The anisotropy of suprathermal electrons in the Martian ionosphere

Suprathermal electrons are an important population of the Martian ionosphere, either produced by photoionization of atmospheric neutrals or supplied from the Solar Wind (SW). This study is dedicated to an in-depth investigation of the pitch angle distribution of suprathermal electrons at two representative energies, 19−55 eV and 124−356 eV, using the extensive measurements made by the Solar Wind Electron Analyzer on board the Mars Atmosphere and Volatile Evolution. Throughout the study, we focus on the overall degree of anisotropy, defined as the standard deviation of suprathermal electron intensity among different directions which is normalized by the mean omni-directional intensity.
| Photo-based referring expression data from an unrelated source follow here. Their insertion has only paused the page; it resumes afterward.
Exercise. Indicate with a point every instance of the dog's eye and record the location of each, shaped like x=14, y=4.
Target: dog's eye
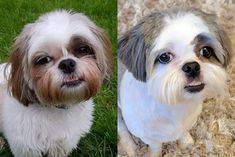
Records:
x=165, y=58
x=43, y=60
x=206, y=51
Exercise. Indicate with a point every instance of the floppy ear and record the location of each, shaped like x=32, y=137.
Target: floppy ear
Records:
x=18, y=61
x=105, y=58
x=135, y=44
x=132, y=52
x=226, y=45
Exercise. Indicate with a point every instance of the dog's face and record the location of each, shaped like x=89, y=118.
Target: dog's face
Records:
x=181, y=55
x=61, y=58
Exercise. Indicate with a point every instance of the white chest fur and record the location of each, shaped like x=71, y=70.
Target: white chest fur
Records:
x=152, y=121
x=37, y=130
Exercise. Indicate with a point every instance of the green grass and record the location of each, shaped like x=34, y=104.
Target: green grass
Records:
x=102, y=139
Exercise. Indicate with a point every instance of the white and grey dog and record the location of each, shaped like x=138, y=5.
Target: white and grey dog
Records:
x=174, y=59
x=58, y=63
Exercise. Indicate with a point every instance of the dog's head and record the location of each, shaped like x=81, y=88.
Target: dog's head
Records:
x=63, y=57
x=180, y=54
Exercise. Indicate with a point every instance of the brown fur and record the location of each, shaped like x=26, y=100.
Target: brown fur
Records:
x=104, y=62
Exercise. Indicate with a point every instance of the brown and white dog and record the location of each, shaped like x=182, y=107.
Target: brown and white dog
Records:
x=58, y=63
x=174, y=59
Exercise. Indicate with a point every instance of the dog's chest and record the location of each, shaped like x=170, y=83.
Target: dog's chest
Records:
x=46, y=129
x=148, y=119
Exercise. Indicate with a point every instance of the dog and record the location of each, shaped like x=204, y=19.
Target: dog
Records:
x=170, y=62
x=57, y=64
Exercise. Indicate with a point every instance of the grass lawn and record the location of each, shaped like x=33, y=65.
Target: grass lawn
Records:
x=102, y=140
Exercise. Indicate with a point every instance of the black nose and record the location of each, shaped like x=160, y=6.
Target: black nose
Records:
x=67, y=66
x=191, y=69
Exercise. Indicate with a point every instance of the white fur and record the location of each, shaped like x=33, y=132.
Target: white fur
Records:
x=34, y=130
x=37, y=130
x=160, y=109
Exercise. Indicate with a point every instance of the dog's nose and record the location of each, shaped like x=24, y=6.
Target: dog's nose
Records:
x=191, y=69
x=67, y=66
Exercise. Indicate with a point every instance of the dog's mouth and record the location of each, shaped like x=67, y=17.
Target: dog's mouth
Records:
x=72, y=81
x=194, y=87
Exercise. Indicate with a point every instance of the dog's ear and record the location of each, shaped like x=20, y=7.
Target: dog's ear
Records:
x=226, y=45
x=18, y=63
x=135, y=44
x=104, y=58
x=132, y=52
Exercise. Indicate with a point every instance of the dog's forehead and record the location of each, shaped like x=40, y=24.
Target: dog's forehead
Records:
x=57, y=30
x=180, y=29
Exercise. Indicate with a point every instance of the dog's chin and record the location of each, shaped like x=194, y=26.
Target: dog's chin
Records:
x=72, y=82
x=172, y=87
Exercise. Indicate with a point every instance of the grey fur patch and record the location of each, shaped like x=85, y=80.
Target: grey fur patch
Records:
x=135, y=44
x=218, y=32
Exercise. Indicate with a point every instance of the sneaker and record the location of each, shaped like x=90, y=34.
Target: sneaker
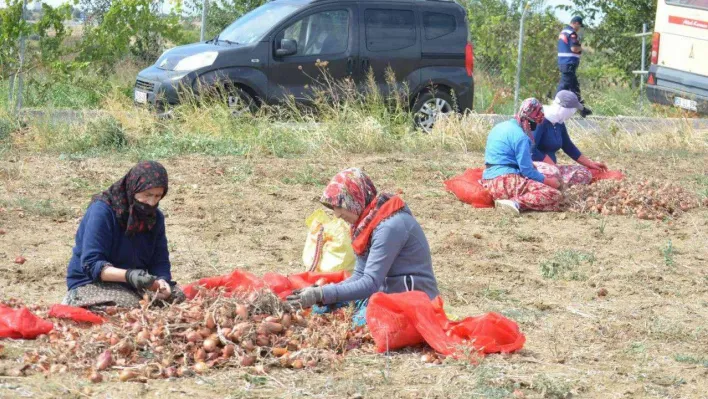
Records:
x=507, y=206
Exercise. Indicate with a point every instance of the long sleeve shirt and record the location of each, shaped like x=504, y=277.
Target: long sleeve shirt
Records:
x=508, y=151
x=398, y=261
x=549, y=138
x=100, y=240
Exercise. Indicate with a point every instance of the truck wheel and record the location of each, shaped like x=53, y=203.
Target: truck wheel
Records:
x=430, y=107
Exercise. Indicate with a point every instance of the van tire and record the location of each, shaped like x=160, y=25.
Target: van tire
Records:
x=430, y=106
x=240, y=102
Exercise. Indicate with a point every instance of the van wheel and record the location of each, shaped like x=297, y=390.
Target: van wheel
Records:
x=430, y=107
x=240, y=102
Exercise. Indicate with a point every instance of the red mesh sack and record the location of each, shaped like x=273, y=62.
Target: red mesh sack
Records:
x=74, y=313
x=410, y=318
x=467, y=189
x=22, y=324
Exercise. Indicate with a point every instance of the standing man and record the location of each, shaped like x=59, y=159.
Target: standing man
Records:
x=569, y=51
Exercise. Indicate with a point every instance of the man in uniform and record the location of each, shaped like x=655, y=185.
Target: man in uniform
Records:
x=569, y=51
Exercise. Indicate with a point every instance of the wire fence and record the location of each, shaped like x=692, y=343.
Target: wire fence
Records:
x=499, y=83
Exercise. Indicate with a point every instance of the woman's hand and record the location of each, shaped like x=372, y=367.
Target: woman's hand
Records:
x=552, y=181
x=590, y=164
x=164, y=290
x=598, y=165
x=305, y=298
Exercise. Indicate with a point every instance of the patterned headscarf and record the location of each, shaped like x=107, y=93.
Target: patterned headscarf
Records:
x=350, y=189
x=353, y=190
x=133, y=216
x=531, y=110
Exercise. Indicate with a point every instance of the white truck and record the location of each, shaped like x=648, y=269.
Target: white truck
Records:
x=678, y=74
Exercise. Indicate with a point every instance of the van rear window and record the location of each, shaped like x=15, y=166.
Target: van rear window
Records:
x=700, y=4
x=438, y=25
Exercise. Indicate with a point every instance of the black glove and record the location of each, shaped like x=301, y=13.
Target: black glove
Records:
x=305, y=298
x=139, y=279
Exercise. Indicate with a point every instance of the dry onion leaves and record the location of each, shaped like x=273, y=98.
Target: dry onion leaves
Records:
x=648, y=199
x=210, y=331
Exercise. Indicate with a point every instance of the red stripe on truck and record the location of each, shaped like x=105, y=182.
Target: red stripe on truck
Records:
x=688, y=22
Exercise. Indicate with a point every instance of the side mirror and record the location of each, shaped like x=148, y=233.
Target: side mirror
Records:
x=287, y=47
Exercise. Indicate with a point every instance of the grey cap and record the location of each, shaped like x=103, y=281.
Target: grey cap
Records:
x=568, y=99
x=577, y=19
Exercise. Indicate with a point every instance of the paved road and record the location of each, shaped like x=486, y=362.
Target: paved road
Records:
x=593, y=124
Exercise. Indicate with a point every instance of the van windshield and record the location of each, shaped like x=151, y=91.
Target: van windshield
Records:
x=251, y=27
x=700, y=4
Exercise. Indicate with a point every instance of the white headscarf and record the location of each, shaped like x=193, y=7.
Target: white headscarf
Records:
x=557, y=114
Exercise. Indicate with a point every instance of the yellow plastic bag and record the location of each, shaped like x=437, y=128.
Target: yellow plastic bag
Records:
x=328, y=247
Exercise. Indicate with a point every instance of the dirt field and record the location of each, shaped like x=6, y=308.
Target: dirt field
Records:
x=648, y=337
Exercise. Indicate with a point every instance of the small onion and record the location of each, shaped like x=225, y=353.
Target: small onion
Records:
x=127, y=375
x=194, y=336
x=228, y=351
x=286, y=320
x=104, y=361
x=200, y=355
x=248, y=360
x=210, y=344
x=210, y=323
x=201, y=367
x=96, y=377
x=242, y=311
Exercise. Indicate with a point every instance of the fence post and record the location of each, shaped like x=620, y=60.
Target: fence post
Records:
x=205, y=4
x=20, y=73
x=641, y=77
x=518, y=59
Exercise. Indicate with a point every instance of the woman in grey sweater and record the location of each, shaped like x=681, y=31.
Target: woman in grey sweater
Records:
x=392, y=252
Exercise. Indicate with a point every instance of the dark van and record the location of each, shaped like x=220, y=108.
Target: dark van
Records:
x=273, y=52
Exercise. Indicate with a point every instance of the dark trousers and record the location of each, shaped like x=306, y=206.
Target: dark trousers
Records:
x=569, y=80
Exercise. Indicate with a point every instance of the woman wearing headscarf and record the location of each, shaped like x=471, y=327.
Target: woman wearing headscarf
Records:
x=552, y=135
x=509, y=174
x=392, y=252
x=121, y=246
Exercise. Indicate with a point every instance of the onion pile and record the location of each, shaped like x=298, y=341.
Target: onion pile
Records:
x=210, y=331
x=648, y=200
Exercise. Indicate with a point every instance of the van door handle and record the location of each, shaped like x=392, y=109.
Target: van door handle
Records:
x=365, y=65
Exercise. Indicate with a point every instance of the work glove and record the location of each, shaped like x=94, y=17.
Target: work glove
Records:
x=305, y=298
x=139, y=279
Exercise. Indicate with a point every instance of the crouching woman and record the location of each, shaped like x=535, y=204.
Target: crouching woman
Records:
x=392, y=251
x=509, y=174
x=121, y=246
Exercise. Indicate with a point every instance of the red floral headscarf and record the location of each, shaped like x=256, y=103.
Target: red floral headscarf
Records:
x=121, y=196
x=531, y=110
x=353, y=190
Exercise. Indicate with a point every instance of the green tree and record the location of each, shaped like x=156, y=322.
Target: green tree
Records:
x=618, y=21
x=49, y=31
x=130, y=27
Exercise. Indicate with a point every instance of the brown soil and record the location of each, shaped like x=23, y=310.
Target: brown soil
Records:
x=647, y=337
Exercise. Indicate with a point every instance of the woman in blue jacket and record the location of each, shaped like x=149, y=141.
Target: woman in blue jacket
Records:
x=552, y=135
x=121, y=246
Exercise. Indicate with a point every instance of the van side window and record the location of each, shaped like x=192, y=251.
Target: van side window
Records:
x=438, y=25
x=388, y=30
x=323, y=33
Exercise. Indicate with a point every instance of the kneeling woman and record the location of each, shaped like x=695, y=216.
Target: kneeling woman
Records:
x=510, y=175
x=552, y=135
x=392, y=252
x=121, y=246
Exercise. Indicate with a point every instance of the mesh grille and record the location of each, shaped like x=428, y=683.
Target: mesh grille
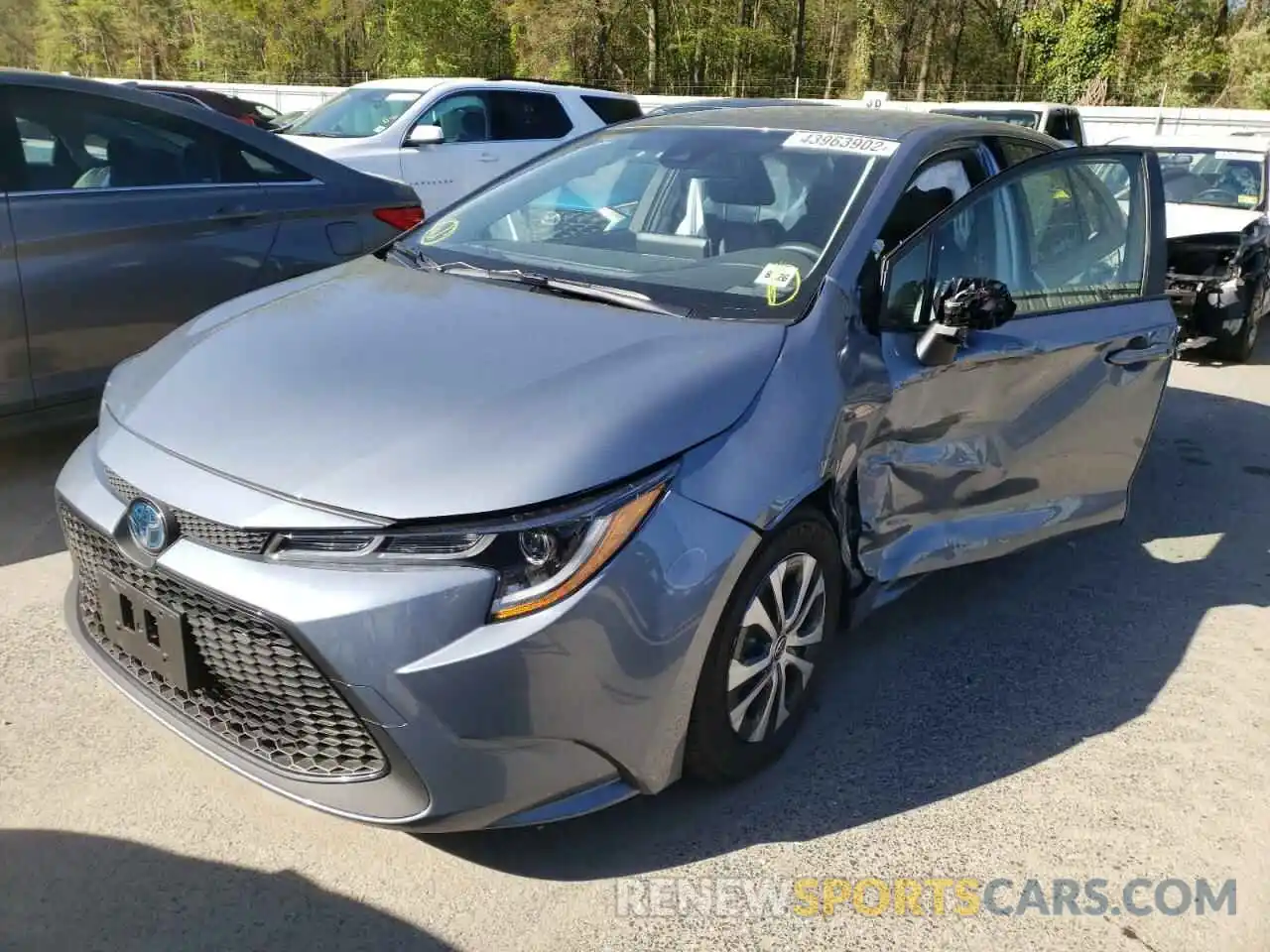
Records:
x=263, y=694
x=195, y=527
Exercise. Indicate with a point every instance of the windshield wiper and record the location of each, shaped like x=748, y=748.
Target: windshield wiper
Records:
x=413, y=258
x=566, y=287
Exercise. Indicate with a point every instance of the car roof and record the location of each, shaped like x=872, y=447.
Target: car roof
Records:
x=849, y=119
x=423, y=84
x=1003, y=107
x=1229, y=144
x=740, y=102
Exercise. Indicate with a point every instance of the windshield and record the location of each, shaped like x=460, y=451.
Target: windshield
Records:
x=729, y=222
x=1229, y=179
x=1015, y=117
x=356, y=113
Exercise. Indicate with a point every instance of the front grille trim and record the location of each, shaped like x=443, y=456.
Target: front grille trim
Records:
x=206, y=532
x=322, y=740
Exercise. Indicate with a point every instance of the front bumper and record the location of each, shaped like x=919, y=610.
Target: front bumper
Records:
x=479, y=725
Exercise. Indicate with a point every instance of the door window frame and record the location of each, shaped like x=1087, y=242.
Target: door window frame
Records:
x=13, y=168
x=1155, y=263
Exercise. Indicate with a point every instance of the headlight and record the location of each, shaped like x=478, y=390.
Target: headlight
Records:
x=540, y=558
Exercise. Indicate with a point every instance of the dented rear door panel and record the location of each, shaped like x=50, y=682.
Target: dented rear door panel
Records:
x=1030, y=433
x=1035, y=428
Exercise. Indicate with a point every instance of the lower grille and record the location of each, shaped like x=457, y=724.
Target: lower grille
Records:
x=262, y=694
x=207, y=532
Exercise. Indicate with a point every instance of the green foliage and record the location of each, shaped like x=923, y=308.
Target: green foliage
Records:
x=1182, y=51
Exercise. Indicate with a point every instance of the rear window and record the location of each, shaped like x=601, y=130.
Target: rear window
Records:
x=612, y=109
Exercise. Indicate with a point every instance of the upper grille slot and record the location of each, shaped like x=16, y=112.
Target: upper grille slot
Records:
x=227, y=538
x=264, y=696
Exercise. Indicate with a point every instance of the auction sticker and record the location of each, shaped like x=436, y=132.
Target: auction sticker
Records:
x=778, y=276
x=841, y=143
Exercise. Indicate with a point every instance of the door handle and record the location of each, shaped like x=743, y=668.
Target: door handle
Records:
x=1139, y=352
x=236, y=212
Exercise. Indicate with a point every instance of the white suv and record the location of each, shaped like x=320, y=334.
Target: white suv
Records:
x=448, y=136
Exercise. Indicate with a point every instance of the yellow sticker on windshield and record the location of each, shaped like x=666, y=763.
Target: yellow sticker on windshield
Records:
x=781, y=282
x=440, y=231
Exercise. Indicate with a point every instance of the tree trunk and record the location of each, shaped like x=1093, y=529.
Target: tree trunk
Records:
x=902, y=77
x=834, y=45
x=799, y=41
x=924, y=68
x=956, y=42
x=742, y=21
x=653, y=46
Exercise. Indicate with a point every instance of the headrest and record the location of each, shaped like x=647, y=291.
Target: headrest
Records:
x=747, y=182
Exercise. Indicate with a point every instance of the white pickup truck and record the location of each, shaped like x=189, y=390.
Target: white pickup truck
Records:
x=447, y=137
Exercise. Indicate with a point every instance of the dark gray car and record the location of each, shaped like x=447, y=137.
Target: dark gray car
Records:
x=516, y=520
x=123, y=214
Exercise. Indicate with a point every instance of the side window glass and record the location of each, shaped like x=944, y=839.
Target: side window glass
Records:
x=1015, y=150
x=37, y=144
x=262, y=169
x=461, y=117
x=938, y=184
x=1057, y=238
x=527, y=116
x=95, y=143
x=906, y=304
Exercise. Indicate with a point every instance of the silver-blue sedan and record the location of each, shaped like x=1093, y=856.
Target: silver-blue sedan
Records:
x=536, y=511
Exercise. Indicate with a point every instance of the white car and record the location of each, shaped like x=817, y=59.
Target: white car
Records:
x=448, y=136
x=1218, y=236
x=1056, y=119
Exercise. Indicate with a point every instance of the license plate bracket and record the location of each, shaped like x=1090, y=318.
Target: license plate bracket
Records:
x=151, y=633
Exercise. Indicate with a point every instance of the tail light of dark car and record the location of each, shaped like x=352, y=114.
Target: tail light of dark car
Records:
x=402, y=217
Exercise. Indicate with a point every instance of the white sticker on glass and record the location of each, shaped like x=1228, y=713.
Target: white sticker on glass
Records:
x=841, y=143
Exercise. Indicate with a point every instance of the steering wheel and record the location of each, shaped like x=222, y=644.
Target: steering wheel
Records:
x=802, y=248
x=1218, y=194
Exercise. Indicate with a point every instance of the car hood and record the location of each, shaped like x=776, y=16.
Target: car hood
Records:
x=1185, y=220
x=386, y=391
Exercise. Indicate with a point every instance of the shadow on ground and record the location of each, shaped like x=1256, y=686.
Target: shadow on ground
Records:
x=28, y=470
x=64, y=892
x=975, y=674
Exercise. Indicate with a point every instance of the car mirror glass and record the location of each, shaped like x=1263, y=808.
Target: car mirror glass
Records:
x=962, y=304
x=426, y=136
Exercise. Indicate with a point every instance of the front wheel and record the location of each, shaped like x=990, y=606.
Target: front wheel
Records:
x=761, y=667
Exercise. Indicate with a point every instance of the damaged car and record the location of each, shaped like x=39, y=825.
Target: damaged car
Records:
x=1218, y=239
x=536, y=520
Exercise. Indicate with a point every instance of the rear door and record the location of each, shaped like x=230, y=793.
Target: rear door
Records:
x=14, y=367
x=128, y=221
x=1035, y=428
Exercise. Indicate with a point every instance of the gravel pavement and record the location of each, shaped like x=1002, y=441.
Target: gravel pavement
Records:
x=1092, y=708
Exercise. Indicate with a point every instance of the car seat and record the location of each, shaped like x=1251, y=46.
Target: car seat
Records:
x=731, y=222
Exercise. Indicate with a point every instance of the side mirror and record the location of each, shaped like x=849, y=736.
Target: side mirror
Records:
x=426, y=136
x=960, y=306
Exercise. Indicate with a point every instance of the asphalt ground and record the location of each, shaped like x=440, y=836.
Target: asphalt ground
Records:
x=1089, y=710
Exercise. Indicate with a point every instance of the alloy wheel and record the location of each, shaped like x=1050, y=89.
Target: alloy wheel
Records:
x=772, y=656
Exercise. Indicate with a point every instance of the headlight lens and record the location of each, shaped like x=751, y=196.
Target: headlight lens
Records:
x=540, y=558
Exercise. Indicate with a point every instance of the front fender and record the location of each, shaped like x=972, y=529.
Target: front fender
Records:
x=806, y=428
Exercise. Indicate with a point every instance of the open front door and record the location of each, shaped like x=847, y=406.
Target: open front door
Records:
x=1033, y=428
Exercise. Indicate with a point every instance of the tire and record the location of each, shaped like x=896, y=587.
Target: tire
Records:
x=748, y=655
The available data reveal the following characteristics: (1) In general, low energy electrons are more isotropic than high energy electrons, and dayside electrons are more isotropic than nightside electrons; (2) On the dayside, the anisotropy increases with increasing altitude at low energies but remains roughly constant at high energies, whereas on the nightside, the anisotropy decreases with increasing altitude at all energies; (3) Electrons tend to be more isotropic in strongly magnetized regions than in weakly magnetized regions, especially on the nightside. These observations indicate that the anisotropy is a useful diagnostic of suprathermal electron transport, for which the conversion between the parallel and perpendicular momenta as required by the conservation of the first adiabatic invariant, along with the atmospheric absorption at low altitudes, are two crucial factors modulating the observed variation of the anisotropy. Our analysis also highlights the different roles on the observed anisotropy exerted by suprathermal electrons of different origins.